Of the more than 14.5 million dwellings in South Africa, by far the majority are brick houses or concrete structures, according to the 2011 Census
According to the document — a snapshot of the situation in the country on October 9 last year — there are 9,384,030 “house or brick/concrete block structure on a separate stand or yard, or on a farm” dwellings across the country.
There are also 1.1 million homes, including huts, made of “traditional materials”. Most of these are in KwaZulu-Natal (483,296) and the Eastern Cape (476,285).
A table included in the census shows there are also 720,327 flats or “apartments in a block of flats” around the country, with most in Gauteng (280,396), KwaZulu-Natal (167,301) and the Western Cape (125,372).
More than 1.2 million households in South Africa are recorded as “informal” dwellings, including squatter camps. Most these are in Gauteng (434,075) and the Western Cape (191,668).
The total does not include the 712,956 “backyard” shacks around the country.
Another table shows there are 20,689 dwellings where plastic has been used as “wall material”, and 60,979 such cardboard structures. There are also 1.6 million built from corrugated iron.
A surprisingly high number of families live in caravans and tents; a total of 14,439 around the country.

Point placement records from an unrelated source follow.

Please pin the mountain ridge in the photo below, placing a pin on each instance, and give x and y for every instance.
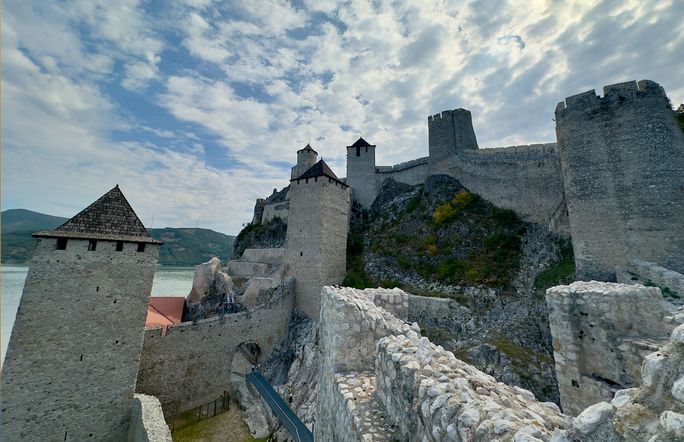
(183, 246)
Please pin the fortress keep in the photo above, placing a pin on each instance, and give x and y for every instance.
(72, 359)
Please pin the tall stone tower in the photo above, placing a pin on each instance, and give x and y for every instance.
(361, 172)
(317, 234)
(72, 360)
(622, 160)
(448, 133)
(306, 158)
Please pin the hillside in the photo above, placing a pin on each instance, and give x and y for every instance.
(182, 246)
(440, 240)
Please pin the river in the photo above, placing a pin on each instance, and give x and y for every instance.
(168, 281)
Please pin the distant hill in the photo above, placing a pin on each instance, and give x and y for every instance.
(182, 246)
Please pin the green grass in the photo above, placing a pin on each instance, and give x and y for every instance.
(559, 272)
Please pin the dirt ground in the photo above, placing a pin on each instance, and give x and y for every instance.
(226, 427)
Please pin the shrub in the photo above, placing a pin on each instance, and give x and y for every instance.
(464, 199)
(444, 213)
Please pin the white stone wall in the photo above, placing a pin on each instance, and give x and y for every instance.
(380, 380)
(72, 359)
(191, 364)
(601, 332)
(653, 412)
(147, 421)
(316, 238)
(361, 174)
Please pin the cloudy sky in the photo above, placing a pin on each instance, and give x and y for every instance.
(197, 107)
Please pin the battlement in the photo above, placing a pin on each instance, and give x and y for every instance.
(613, 93)
(525, 152)
(448, 114)
(402, 166)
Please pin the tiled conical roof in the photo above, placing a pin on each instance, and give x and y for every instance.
(111, 217)
(361, 143)
(319, 169)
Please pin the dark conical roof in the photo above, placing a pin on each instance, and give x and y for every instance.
(319, 169)
(361, 143)
(111, 217)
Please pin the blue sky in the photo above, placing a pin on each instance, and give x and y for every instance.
(197, 107)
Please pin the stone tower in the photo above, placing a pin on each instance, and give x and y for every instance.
(622, 160)
(448, 133)
(317, 234)
(72, 359)
(361, 172)
(306, 158)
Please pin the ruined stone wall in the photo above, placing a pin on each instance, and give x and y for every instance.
(525, 179)
(601, 333)
(361, 174)
(72, 359)
(191, 364)
(316, 238)
(147, 421)
(622, 157)
(380, 380)
(449, 132)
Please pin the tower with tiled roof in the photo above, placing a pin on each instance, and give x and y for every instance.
(306, 158)
(361, 172)
(72, 360)
(317, 234)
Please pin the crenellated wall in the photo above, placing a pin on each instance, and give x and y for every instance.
(191, 365)
(622, 157)
(526, 179)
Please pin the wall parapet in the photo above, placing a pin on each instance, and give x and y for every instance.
(403, 166)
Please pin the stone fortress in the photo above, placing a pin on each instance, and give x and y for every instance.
(612, 183)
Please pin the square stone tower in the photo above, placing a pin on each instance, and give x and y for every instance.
(361, 172)
(317, 234)
(72, 359)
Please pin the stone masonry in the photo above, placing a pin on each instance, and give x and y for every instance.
(601, 333)
(622, 157)
(317, 236)
(380, 380)
(72, 359)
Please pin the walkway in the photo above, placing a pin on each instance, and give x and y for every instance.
(296, 428)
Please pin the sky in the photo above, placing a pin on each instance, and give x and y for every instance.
(197, 107)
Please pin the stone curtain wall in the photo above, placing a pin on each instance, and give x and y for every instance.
(601, 333)
(72, 359)
(525, 179)
(191, 364)
(361, 174)
(147, 421)
(654, 412)
(622, 157)
(449, 132)
(380, 380)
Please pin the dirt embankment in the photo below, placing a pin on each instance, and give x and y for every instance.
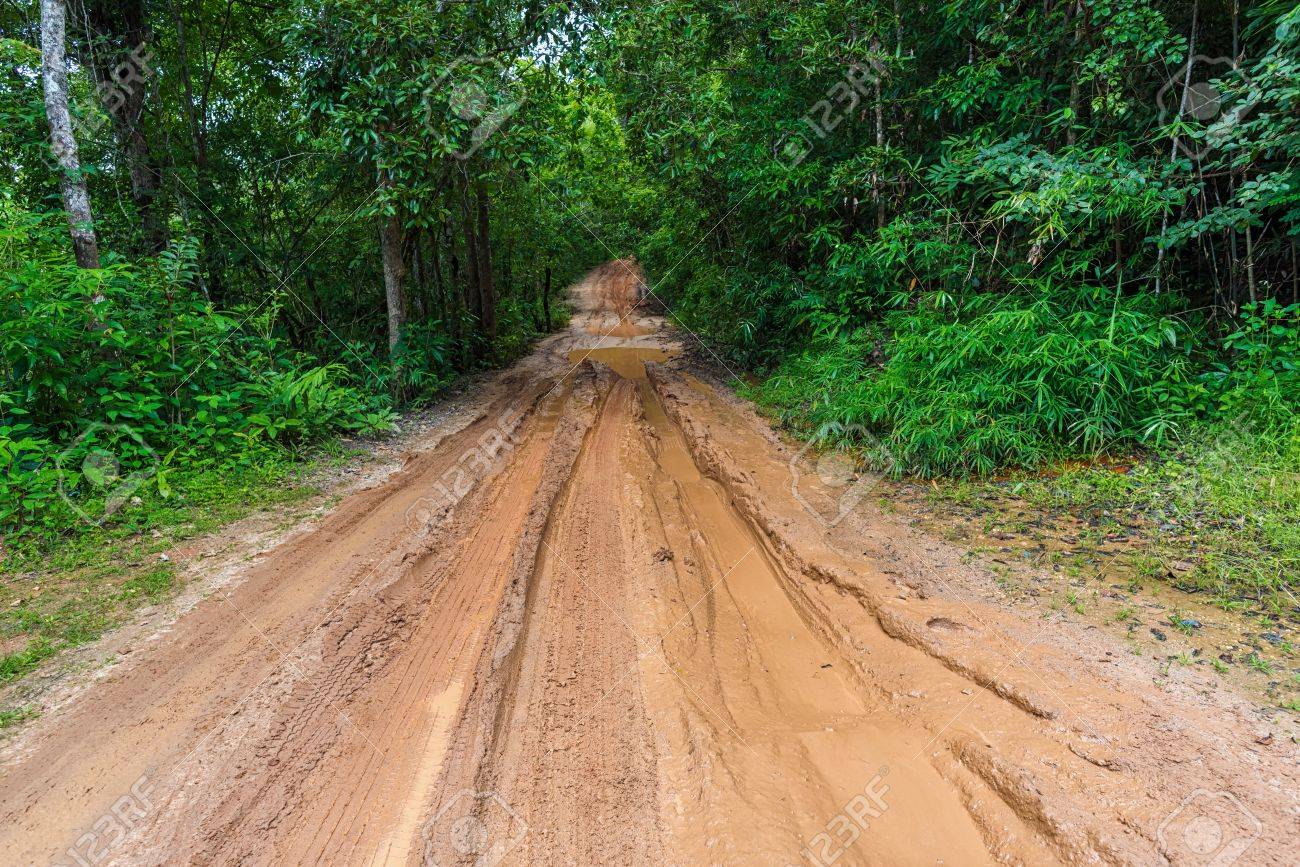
(610, 620)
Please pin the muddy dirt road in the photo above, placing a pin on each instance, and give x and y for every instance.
(615, 620)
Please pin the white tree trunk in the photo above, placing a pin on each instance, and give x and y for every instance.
(55, 76)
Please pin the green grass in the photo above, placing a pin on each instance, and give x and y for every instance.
(61, 592)
(1220, 512)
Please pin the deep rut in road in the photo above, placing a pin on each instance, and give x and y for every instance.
(594, 625)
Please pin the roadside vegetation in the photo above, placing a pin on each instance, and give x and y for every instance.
(258, 233)
(986, 242)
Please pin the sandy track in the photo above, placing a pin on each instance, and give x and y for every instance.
(594, 625)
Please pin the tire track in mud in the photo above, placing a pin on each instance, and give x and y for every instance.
(624, 644)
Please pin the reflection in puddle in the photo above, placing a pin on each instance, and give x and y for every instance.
(628, 362)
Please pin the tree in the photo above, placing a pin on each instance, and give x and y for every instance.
(73, 183)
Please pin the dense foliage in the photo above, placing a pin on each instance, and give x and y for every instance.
(308, 216)
(984, 233)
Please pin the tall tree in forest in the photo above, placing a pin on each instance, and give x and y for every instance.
(117, 51)
(53, 14)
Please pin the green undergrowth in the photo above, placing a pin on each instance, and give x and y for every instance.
(1218, 512)
(1002, 389)
(60, 590)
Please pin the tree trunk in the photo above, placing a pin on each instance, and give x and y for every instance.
(121, 74)
(486, 290)
(473, 285)
(394, 272)
(546, 299)
(73, 182)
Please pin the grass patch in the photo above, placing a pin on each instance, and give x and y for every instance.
(63, 590)
(1218, 514)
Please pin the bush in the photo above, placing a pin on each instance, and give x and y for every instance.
(971, 385)
(112, 377)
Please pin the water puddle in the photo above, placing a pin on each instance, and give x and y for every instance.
(628, 362)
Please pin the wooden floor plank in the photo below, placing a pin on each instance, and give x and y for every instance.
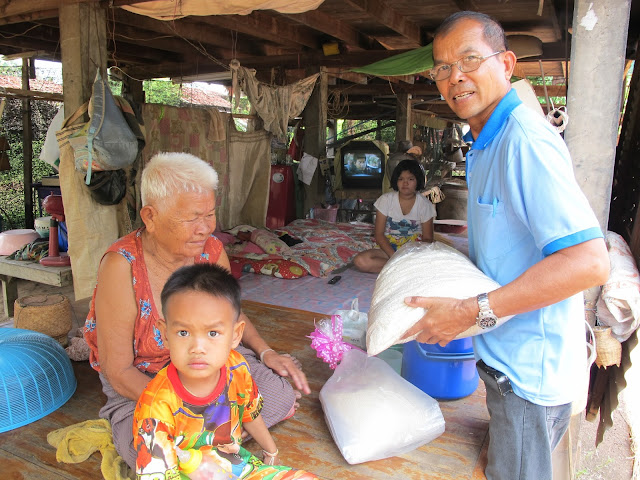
(304, 440)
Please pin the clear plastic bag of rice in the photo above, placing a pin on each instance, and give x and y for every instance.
(425, 270)
(374, 413)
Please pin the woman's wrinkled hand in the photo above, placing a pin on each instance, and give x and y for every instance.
(287, 366)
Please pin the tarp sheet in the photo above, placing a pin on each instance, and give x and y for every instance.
(407, 63)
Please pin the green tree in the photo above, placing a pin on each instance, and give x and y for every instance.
(162, 91)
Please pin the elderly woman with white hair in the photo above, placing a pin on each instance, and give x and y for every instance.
(178, 198)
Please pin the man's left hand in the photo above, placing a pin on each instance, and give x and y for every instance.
(444, 320)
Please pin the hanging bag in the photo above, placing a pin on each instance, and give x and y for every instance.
(105, 142)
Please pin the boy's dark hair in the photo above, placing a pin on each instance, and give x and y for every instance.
(411, 166)
(493, 32)
(203, 277)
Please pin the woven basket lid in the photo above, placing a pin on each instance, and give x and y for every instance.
(48, 314)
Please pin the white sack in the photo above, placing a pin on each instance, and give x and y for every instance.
(354, 325)
(374, 413)
(619, 302)
(425, 270)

Of the 14.5 millions homes in South Africa, almost six million are listed as “owned and fully paid off”; 1.7 million are “owned but not yet paid off”; 3.6 million are rented; and 2.7 million are ”occupied rent free”.
A breakdown by population group shows 4.9 million black people own homes which are fully paid off, compared to just over half-a-million whites, 415,940 coloureds and 119,457 Indians or Asians.